As single-cell datasets are growing, it is becoming possible to analyse differences between groups of samples on a cellular and molecular level. The promise of patient stratification, disease classification, and early-stage diagnosis has led to the development of several so-called sample representation methods. However, consistent standards for the evaluation of sample representation methods are lacking. We developed SPARE – a modular and extendable sample representation benchmark, defining 3 application-inspired metrics, and used these to compare 8 sample representation methods on 5 datasets, testing different preprocessing regimes. We find that the density-based method Gloscope outperforms other methods on most datasets and identify general best-practice preprocessing strategies for sample representation methods.
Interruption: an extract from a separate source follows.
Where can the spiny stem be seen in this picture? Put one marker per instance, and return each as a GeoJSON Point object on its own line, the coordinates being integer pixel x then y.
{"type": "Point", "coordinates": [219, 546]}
We envision that this study will set standards for the development of sample representation methods and facilitate users in selecting an optimal tool, leading to improved outcomes for single-cell applications in precision medicine.
For more details, please refer to the paper or check out the poster.
Please refer to the LMLR paper:
@inproceedings{
shitov2025benchmarking,
title={Benchmarking Sample Representations from Single-Cell Data: Metrics for Biologically Meaningful Embeddings},
author={Vladimir Shitov and Mohammad Moghareh Dehkordi and Malte D Luecken},
booktitle={Learning Meaningful Representations of Life (LMRL) Workshop at ICLR 2025},
year={2025},
url={https://openreview.net/forum?id=IoRv5afWtb}
}
This is an overview of the current pipeline:
graph TD
A[download_data] --> D1
A --> D2
A --> D3
A --> D4
A --> D5
A --> D6
D1[(Synthetic data)] --> B[clean_data]
D2[(COPD)] --> B
D3[(COMBAT)] --> B
D4[(Stephenson)] --> B
D5[(HLCA)] --> B
D6[(onek1k)] --> B
B --> C[preprocess]
C --> D[represent]
D --> R1[[composition]]
D --> R2[[pseudobulk]]
D --> R3[[grouped_pseudobulk]]
D --> R4[[random]]
D --> R5[[scPoli]]
D --> R6[[gloscope]]
D --> R7[[MOFA]]
D --> R8[[MrVI]]
D --> R9[[PILOT]]
R1 --> E[aggregate_representations]
R2 --> E
R3 --> E
R4 --> E
R5 --> E
R6 --> E
R7 --> E
R8 --> E
R9 --> E
E --> G[evaluate]
G --> M1([signal retention])
G --> M2([batch removal])
G --> M3([trajectory preservation])
G --> M4([replicate robustness])
G --> M5([scalability])
The development is still ongoing and this repo is subject to change.